The Dispute Avoidance and Resolution Task Force (DART) is a primary advocate of partnering in the UK. DART’s declared intent is to “change the culture of the public sector” by “restoring the spirit of co-operation and teamwork which used to characterise the construction process.” (Macbeth, 1998, 355)
The most successful partnering arrangements have looked to integrate not only consultants and main contractors, but also key suppliers. This has led to some radical changes in procurement methods involving a new approach to risk apportionment . Some clients are even seeking to adopt forward-looking incentive arrangements, linking the success of all parties to their business objectives.
These extend from the existence of a simple charter with no legal status but which encapsulates their aims and aspirations, to numerous contractual methods for aligning motivations.
Some common examples of motivators are:
- Target cost contracts, where a target cost is agreed and the contractor is reimbursed his costs, plus a fee. However, any over-run or under-run is shared in pre-agreed proportions. This gives transparency and aligns the client’s and contractors motivations.
- An alliance, where the profitability of each party contributing to a project is governed by the overall success of the project and not their individual contract. Thus it is in everybody’s interests to co-operate.

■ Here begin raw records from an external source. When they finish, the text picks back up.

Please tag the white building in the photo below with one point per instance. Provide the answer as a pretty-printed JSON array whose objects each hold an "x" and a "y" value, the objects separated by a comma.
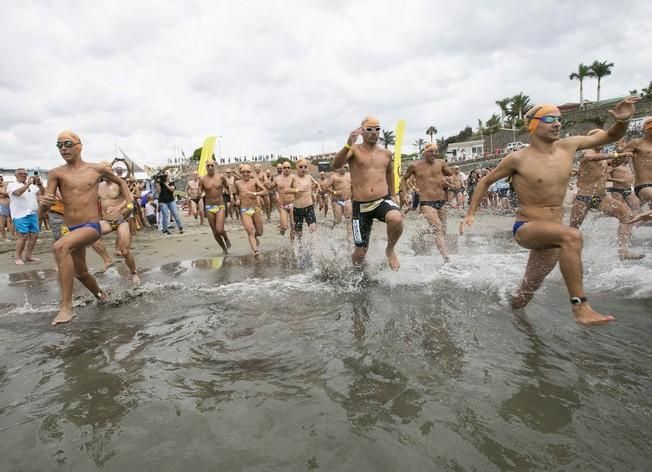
[{"x": 465, "y": 151}]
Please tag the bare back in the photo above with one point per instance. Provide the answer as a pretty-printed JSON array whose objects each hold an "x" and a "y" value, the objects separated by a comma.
[
  {"x": 429, "y": 178},
  {"x": 642, "y": 160},
  {"x": 591, "y": 175},
  {"x": 214, "y": 188}
]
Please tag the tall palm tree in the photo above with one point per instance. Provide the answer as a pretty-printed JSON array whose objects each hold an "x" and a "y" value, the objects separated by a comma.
[
  {"x": 419, "y": 143},
  {"x": 431, "y": 131},
  {"x": 601, "y": 69},
  {"x": 388, "y": 138},
  {"x": 520, "y": 105},
  {"x": 504, "y": 108},
  {"x": 583, "y": 71}
]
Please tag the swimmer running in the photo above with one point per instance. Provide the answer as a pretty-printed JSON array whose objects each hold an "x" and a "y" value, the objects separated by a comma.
[{"x": 540, "y": 175}]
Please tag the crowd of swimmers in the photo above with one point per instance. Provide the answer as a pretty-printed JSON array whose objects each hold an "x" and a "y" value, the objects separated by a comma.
[{"x": 362, "y": 189}]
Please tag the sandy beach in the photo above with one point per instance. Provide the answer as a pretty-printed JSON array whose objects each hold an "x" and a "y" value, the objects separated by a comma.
[{"x": 152, "y": 249}]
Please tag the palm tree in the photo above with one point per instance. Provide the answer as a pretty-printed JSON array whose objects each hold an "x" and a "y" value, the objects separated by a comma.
[
  {"x": 388, "y": 138},
  {"x": 504, "y": 108},
  {"x": 520, "y": 106},
  {"x": 601, "y": 69},
  {"x": 431, "y": 131},
  {"x": 419, "y": 143},
  {"x": 583, "y": 72},
  {"x": 647, "y": 91}
]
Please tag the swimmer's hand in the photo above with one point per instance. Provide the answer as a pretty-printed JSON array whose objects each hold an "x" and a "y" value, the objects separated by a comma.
[
  {"x": 353, "y": 137},
  {"x": 646, "y": 216},
  {"x": 624, "y": 110},
  {"x": 467, "y": 221}
]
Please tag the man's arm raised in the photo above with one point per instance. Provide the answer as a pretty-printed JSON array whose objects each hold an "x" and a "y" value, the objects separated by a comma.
[
  {"x": 505, "y": 168},
  {"x": 346, "y": 153},
  {"x": 621, "y": 113}
]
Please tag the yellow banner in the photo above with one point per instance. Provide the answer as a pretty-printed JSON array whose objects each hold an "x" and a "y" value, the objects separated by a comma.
[
  {"x": 400, "y": 131},
  {"x": 206, "y": 154}
]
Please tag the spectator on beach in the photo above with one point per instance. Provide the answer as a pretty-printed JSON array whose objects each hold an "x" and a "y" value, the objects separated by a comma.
[
  {"x": 167, "y": 204},
  {"x": 5, "y": 214},
  {"x": 23, "y": 204}
]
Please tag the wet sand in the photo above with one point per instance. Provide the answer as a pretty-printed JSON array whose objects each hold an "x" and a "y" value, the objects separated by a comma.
[{"x": 153, "y": 249}]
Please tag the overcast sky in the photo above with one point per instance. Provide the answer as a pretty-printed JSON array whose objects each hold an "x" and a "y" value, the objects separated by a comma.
[{"x": 269, "y": 76}]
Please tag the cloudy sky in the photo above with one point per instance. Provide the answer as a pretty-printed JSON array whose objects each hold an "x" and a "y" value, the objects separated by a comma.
[{"x": 281, "y": 76}]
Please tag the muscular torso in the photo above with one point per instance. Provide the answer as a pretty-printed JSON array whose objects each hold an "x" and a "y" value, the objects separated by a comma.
[
  {"x": 4, "y": 200},
  {"x": 342, "y": 185},
  {"x": 112, "y": 202},
  {"x": 213, "y": 188},
  {"x": 369, "y": 172},
  {"x": 243, "y": 188},
  {"x": 622, "y": 176},
  {"x": 591, "y": 176},
  {"x": 194, "y": 192},
  {"x": 642, "y": 160},
  {"x": 79, "y": 192},
  {"x": 303, "y": 199},
  {"x": 283, "y": 183},
  {"x": 540, "y": 182},
  {"x": 429, "y": 179}
]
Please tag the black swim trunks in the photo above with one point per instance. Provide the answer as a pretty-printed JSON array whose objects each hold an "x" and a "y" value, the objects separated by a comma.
[
  {"x": 625, "y": 192},
  {"x": 300, "y": 214},
  {"x": 363, "y": 217},
  {"x": 593, "y": 201},
  {"x": 436, "y": 204},
  {"x": 638, "y": 188}
]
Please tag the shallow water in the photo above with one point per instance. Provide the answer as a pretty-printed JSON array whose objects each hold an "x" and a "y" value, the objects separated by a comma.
[{"x": 229, "y": 364}]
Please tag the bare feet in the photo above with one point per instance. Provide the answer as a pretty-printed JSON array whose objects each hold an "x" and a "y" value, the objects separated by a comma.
[
  {"x": 585, "y": 315},
  {"x": 521, "y": 298},
  {"x": 392, "y": 259},
  {"x": 107, "y": 264},
  {"x": 630, "y": 256},
  {"x": 64, "y": 316}
]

- Fee at risk principle, where a consultant ties a certain proportion of his fee to the success of the overall project. If it is not successful he earns less than his normal fee. If it is a success, then his additional fee is financed by some of the overall savings. (Bresnen and Marshall, N. 2000b, 587)

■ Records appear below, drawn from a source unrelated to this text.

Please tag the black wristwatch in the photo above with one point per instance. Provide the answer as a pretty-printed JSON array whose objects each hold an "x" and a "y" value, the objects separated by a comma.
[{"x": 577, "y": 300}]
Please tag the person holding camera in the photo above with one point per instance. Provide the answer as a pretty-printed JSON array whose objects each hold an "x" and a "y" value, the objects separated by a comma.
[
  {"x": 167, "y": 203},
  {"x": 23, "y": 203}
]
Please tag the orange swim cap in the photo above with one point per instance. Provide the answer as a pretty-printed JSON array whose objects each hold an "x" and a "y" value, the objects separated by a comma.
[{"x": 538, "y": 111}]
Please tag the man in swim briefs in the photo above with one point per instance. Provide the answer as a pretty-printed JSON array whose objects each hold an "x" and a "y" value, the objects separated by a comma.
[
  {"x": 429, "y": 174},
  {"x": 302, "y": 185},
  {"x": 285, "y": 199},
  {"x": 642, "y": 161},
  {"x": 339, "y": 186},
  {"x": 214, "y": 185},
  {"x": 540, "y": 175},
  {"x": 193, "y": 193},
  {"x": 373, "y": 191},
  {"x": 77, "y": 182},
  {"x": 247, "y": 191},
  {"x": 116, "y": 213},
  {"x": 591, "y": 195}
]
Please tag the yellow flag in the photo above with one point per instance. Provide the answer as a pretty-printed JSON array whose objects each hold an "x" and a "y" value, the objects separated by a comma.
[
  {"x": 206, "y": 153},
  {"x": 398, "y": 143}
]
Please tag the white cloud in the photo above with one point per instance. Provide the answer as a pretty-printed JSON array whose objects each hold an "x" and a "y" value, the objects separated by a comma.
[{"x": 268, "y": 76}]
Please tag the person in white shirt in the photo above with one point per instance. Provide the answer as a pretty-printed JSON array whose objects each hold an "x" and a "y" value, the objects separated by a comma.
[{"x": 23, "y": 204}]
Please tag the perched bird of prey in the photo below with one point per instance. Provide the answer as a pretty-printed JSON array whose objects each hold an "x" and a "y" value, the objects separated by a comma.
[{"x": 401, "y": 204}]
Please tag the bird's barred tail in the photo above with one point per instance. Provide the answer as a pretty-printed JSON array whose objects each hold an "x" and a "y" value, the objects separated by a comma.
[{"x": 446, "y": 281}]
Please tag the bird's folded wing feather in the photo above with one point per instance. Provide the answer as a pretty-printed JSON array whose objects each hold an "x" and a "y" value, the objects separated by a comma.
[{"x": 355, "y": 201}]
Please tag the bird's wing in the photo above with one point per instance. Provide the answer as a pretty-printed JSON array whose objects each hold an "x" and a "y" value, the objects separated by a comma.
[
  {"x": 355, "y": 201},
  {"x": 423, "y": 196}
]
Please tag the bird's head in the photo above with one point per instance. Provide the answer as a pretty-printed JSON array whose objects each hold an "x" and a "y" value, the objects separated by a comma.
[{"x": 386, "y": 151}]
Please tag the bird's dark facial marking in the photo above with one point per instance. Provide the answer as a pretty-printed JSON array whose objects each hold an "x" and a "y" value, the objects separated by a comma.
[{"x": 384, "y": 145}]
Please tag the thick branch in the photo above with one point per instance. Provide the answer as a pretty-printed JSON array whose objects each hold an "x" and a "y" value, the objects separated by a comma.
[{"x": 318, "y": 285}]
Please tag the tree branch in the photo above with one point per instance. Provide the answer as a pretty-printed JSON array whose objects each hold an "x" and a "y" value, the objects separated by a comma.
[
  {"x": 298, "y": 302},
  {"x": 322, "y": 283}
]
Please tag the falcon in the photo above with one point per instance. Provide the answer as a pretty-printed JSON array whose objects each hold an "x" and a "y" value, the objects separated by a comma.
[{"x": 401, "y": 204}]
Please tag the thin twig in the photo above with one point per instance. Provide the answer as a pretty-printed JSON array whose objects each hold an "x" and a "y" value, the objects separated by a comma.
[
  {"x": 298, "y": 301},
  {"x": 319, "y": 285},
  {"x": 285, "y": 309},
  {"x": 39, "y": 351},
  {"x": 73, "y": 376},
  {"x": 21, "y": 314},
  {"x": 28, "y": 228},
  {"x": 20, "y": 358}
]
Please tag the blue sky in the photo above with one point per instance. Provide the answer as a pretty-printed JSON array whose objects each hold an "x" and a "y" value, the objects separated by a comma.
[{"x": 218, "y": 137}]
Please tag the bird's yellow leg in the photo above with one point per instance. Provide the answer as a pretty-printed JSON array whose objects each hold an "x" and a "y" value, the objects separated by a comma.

It appears that incentives can be used to stimulate the team to consider the importance of time rather than concentrate upon lowest cost. If this is correct then it could be said that clients and design teams have crossed the rubicund.
It is established in some cases that it may be more appropriate to use incentives to stimulate better performance in the use of an asset, particularly where running and maintenance costs outweigh the capital cost, and the contract is let using a performance contract.
Indeed analysis of two recent pilot projects for the Ministry of Defense (Leisure facilities) show that reduction of capital costs (as per Latham’s 30% suggestion) is difficult to achieve. However, quality improvements that affect running costs are easier to achieve . Site safety and impact on the environment are two other incentives that have been successfully utilised. (Kogut, 1988, 320)
Numerous types of incentive exist for motivating time, cost and performance, all of which have their advantages and disadvantages. (Bresnen and Marshall, N. 2000b, 587) However, the real skill lies in combining these incentives to properly reflect both the clients’ objectives for the project and the distribution of profit for the contractor, in such a manner that he pursues the client’s objectives in a balanced way. One of the benefits of carrying out this process is that the client’s objectives are analysed and become very clearly defined and prioritised (Porter, 2005, 145).
This has emanated from large construction clients at the international and national level in the UK in response to continued dissatisfaction with UK performance. It would appear that many within the industry have accepted the challenge and have entered into partnership arrangements. These arrangements are said to still be in the stage of evolution and can only be achieved through experience. There is a growing consensus that partnership is based in whole or in part on the following:
- Value-based procurement: it is stated that value can only be truly assessed by the client. Thus the clients principal criteria must be setout in the bid documents together with their relative emphasis or ranking, to enable transparency and engender trust. (This criteria may be based on non-price factors also, such as life cycle performance, organisational “fit”, safety, environment and sustainability considerations.)
- Single point responsibility: it is suggested that the fragmentation of design and construction is removed and replaced by teamwork [design build and public finance initiative (PFI)].
- Inter-organisational partnership. A partnership between organisations to achieve common goals is essential to success.
- Means of dispute or issue resolution. Whilst clients and researchers alike are not entirely unanimous on this issue, it appears that in the short term (perhaps as this is a culture issue) most agree that there should be a predetermined method of resolving problems which is non adversarial.
- All partnerships should have continuous improvement.
- Longer-term relationships instead of project by project. Dealing with a customer over medium to long term, has greater benefits (e.g. Asda, Sainsbury, etc.) due to shared experience and knowledge.
- Mutual gains for all participants to the process. i.e. win–win culture. (Huxham, 1996, 312)
And in the public sector new methods of procurement to be employed to create a “deal making/negotiation” culture. PFI is the best-publicised example.
It is too early yet to evaluate the various claims to cost savings and benchmarking. Motivators, to stimulate the team not only into cost savings but also more importantly, timesavings are slowly emerging. (Bresnen and Marshall, N. 2000b, 587)
The concept of total project costs and whole life costing are also being considered within the partnership process. Finally, we must reason that if client and team claims for successful partnering arrangements continue to grow, then it should be possible to measure the success in terms of better productivity figures and more widely accepted forms of benchmarking success.